Most immigrants will have to clear the public charge hurdle, whether their application is based on a family relationship or employment. However, many types of green card applicants are not subject to the public charge rules, including:
asylees and refugees
applicants for green cards under the Nicaraguan Adjustment and Central American Relief Act of 1997 (NACARA), Cuban Adjustment Act (if paroled into the U.S. as refugees prior to April 1, 1980), or the Haitian Refugee Immigration Fairness Act (HRIFA)
registry applicants (seeking green cards based on having lived in the U.S. since before January 1, 1972)
Afghan and Iraqi interpreters or employees of the U.S. government
Parolees from Vietnam, Cambodia, and Laos (see 8 C.F.R. § 245.21)
See 8 C.F.R. § 212.23(a) for complete government regulations on this.
If you are applying for a green card based on a family relationship, the petitioner (your U.S. relative) is legally required to submit an Affidavit of Support on your behalf (Form I-864), promising to support you at a level that's higher than listed in the U.S. Poverty Guidelines. (See Filling Out Form I-864, Affidavit of Support Under Section 213A of the Act) and consider filing an additional I-864, as described in, Strategies When an Immigrant's Sponsor's Income Is Too Low.)
In the past, an approvable Affidavit of Support was often enough for U.S. immigration authorities to decide that a green card applicant was not a likely public charge. However, the "totality of circumstances" test changes this picture.
You will, in the course of preparing your application materials, have to supply a great deal of financial information, either by preparing USCIS Form I-944 (if you're adjusting status) or DOS Form DS-5540 (if you're consular processing). The more you can do to show you have valuable assets, a good credit score, and so on, the better.
Another option is that USCIS will (per regulations at 8 CFR § 213.1) allow immigrants to post a public charge bond of up to $8,100. This amount will be annually adjusted for inflation based on the Consumer Price Index.
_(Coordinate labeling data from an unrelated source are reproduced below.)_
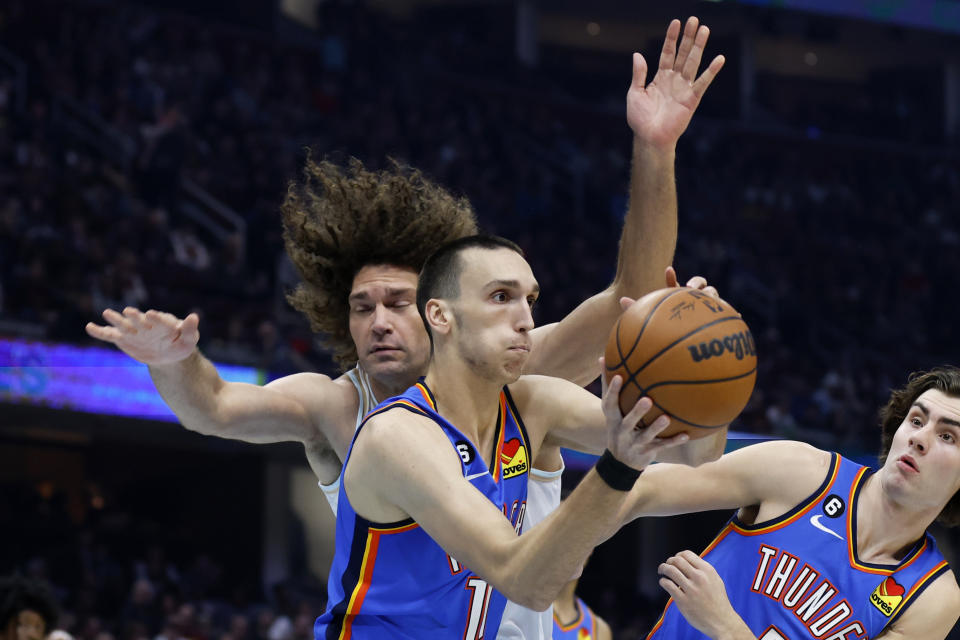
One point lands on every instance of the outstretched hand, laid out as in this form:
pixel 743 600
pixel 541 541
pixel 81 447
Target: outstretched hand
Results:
pixel 700 595
pixel 631 444
pixel 670 277
pixel 153 338
pixel 660 111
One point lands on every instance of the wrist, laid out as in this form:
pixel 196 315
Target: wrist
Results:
pixel 654 151
pixel 615 474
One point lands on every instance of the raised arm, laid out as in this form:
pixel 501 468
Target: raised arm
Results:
pixel 658 113
pixel 289 409
pixel 402 465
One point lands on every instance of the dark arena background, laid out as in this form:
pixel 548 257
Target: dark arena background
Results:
pixel 145 148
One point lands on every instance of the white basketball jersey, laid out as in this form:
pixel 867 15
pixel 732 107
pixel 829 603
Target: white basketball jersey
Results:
pixel 520 623
pixel 361 381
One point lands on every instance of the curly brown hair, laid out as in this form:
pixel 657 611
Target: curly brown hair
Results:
pixel 945 379
pixel 338 220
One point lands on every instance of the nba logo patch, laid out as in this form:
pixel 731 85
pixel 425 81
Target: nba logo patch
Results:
pixel 887 596
pixel 513 456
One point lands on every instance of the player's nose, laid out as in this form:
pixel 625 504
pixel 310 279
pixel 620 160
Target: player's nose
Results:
pixel 524 317
pixel 920 439
pixel 381 320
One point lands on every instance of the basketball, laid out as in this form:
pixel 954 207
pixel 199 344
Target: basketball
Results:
pixel 688 352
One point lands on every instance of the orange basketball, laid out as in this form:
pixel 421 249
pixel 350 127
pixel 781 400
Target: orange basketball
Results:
pixel 688 352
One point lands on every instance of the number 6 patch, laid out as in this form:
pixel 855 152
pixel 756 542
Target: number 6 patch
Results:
pixel 833 506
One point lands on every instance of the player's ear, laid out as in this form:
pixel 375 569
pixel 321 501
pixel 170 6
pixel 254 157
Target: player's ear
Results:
pixel 439 316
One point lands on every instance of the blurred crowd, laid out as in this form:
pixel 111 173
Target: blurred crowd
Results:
pixel 834 253
pixel 116 575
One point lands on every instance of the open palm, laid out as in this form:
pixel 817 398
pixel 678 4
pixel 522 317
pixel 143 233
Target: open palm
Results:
pixel 659 112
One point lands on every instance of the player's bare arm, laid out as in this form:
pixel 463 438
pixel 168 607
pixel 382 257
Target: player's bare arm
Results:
pixel 303 408
pixel 766 480
pixel 402 466
pixel 658 113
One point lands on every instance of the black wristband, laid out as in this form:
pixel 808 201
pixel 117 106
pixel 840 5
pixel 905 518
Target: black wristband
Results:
pixel 617 475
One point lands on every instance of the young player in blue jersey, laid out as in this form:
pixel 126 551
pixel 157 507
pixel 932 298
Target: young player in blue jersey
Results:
pixel 821 547
pixel 432 497
pixel 359 238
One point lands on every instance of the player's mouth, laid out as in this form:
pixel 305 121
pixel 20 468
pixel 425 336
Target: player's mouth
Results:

A green card applicant who exhibits any of the following characteristics is particularly at risk for being labelled a likely public charge, even after submitting an approvable I-864 Affidavit of Support. The green card applicant:
is very elderly
has a serious disease or disability, particularly if there's no source of health insurance
will be living with friends or relatives who are completely dependent on public benefits
has never worked, or
has a long history of receiving public benefits in his or her home country.
If one or more of these facts apply to your case, or you have other cause for concern based on the above discussion, you should talk to a well-qualified immigration attorney.